Jevon Yudhishdran; Isurujith Kongala Liyanage; Mitrakrishnan Rayno Navinan; Sandamalee Herath; Danushka Withanage; Sivakumar Jeyalakshmy; Aruna Kulatunga


J Med Case Reports. 2019;13(271) 

In This Article

Abstract and Introduction


Background: Dengue fever is a mosquito-borne illness prevalent mainly in the tropics. It is feared for causing the dengue hemorrhagic spectrum of the disease leading to significant morbidity and mortality. Its rarer manifestations are categorized as the expanded dengue syndrome, and though being recognized, they are not fully appreciated and understood. The involvement of the eye in dengue fever is one such phenomenon.

Case presentation: A 27-year-old South-Asian woman presented on day 2 of dengue fever, without capillary leakage, for further management. Despite developing hepatitis, she had an otherwise uncomplicated progression of the illness because she did not develop capillary leakage. On day 8 of the illness, she had the lowest platelet count and developed bilateral blurred vision. Examination revealed that only gross movements were detected in the left eye, and the right eye had a visual acuity of 6/9. She was diagnosed with foveolitis in the right eye and central serous chorioretinopathy in the left eye, along with hemorrhages in both eyes. These were confirmed by funduscopy, fluorescein angiography, optical coherence tomography, and macular scans. She received systemic and intravitreal steroids and was assessed regularly. After 6 months of observation, her visual acuity was 6/6 in the right eye and 6/9 in the left eye, which remained the same thereafter.

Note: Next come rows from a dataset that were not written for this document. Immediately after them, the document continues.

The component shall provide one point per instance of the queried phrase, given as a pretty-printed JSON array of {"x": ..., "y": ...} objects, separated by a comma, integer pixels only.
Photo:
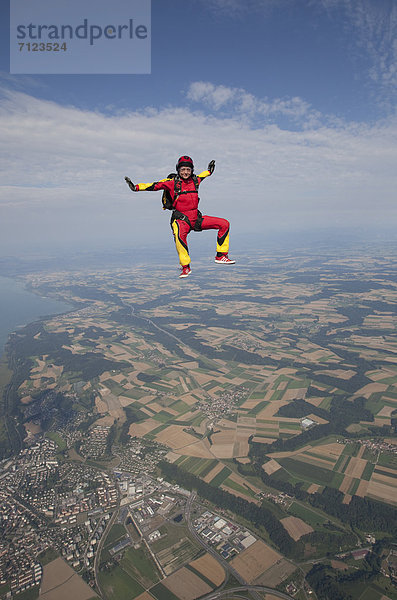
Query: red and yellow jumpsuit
[{"x": 186, "y": 202}]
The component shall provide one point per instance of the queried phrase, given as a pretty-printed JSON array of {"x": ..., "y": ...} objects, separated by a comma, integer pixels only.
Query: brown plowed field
[
  {"x": 296, "y": 527},
  {"x": 210, "y": 476},
  {"x": 186, "y": 585},
  {"x": 208, "y": 566},
  {"x": 383, "y": 492},
  {"x": 362, "y": 488},
  {"x": 346, "y": 483},
  {"x": 355, "y": 467},
  {"x": 60, "y": 582},
  {"x": 255, "y": 560},
  {"x": 271, "y": 467}
]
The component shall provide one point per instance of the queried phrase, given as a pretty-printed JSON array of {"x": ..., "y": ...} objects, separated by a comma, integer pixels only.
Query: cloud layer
[{"x": 63, "y": 168}]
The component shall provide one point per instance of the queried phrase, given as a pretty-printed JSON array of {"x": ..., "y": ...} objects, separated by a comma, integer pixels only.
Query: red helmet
[{"x": 185, "y": 161}]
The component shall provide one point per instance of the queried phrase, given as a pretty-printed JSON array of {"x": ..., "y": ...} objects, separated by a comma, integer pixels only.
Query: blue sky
[{"x": 296, "y": 101}]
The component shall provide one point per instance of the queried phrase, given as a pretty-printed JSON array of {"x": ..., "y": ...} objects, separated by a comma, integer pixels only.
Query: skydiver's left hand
[{"x": 130, "y": 184}]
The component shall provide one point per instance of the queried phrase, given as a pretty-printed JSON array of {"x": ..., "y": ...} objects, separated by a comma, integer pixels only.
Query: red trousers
[{"x": 181, "y": 229}]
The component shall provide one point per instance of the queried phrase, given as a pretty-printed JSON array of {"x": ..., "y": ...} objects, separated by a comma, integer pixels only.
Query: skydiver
[{"x": 180, "y": 194}]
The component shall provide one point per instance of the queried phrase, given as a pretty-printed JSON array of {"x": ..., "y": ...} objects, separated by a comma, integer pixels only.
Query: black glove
[{"x": 130, "y": 184}]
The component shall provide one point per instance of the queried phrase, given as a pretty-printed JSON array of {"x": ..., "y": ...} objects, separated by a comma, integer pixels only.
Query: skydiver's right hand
[
  {"x": 211, "y": 166},
  {"x": 130, "y": 184}
]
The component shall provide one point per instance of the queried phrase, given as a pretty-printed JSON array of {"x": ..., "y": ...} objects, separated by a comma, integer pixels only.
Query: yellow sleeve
[{"x": 153, "y": 186}]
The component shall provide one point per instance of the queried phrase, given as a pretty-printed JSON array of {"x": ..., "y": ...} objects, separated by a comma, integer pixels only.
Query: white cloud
[
  {"x": 63, "y": 169},
  {"x": 372, "y": 27},
  {"x": 239, "y": 102}
]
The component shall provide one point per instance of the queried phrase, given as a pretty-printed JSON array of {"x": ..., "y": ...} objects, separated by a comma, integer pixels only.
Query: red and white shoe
[
  {"x": 224, "y": 260},
  {"x": 185, "y": 271}
]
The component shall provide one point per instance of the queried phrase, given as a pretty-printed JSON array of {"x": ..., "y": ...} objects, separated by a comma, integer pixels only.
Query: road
[{"x": 252, "y": 589}]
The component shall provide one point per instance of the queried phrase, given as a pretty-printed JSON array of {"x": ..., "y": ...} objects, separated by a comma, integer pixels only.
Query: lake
[{"x": 19, "y": 307}]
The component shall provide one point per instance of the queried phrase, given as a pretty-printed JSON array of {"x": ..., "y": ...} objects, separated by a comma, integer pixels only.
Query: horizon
[{"x": 297, "y": 105}]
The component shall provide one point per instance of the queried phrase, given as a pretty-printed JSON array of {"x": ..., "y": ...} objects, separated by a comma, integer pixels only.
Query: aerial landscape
[
  {"x": 179, "y": 440},
  {"x": 198, "y": 381}
]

Discussion: The exact mechanism of eye involvement in dengue viral infection is poorly understood. Multiple causes have been suspected and include viral factors, immune mediation, capillary leakage, stress, and hemorrhage. Eye involvement is classically seen at the lowest platelet count and when the count begins to rise. Though symptoms are nonpathognomonic, blurring of vision is the commonest complaint, but the range of presentation is extensive and variable. Ophthalmological assessment and funduscopy are very useful in addition to advanced assessments. There is no clear consensus on management; suggestions range from conservative care to aggressive steroid therapy with immune modulation and even ophthalmological intervention. Recovery can be full or partial with a variable time scale.

Conclusion: The extensive spectrum of possible visual symptoms should prompt the clinician to suspect any visual complaint as potential dengue eye involvement. Guided studies and screening are needed to better understand the true incidence of eye involvement in dengue fever.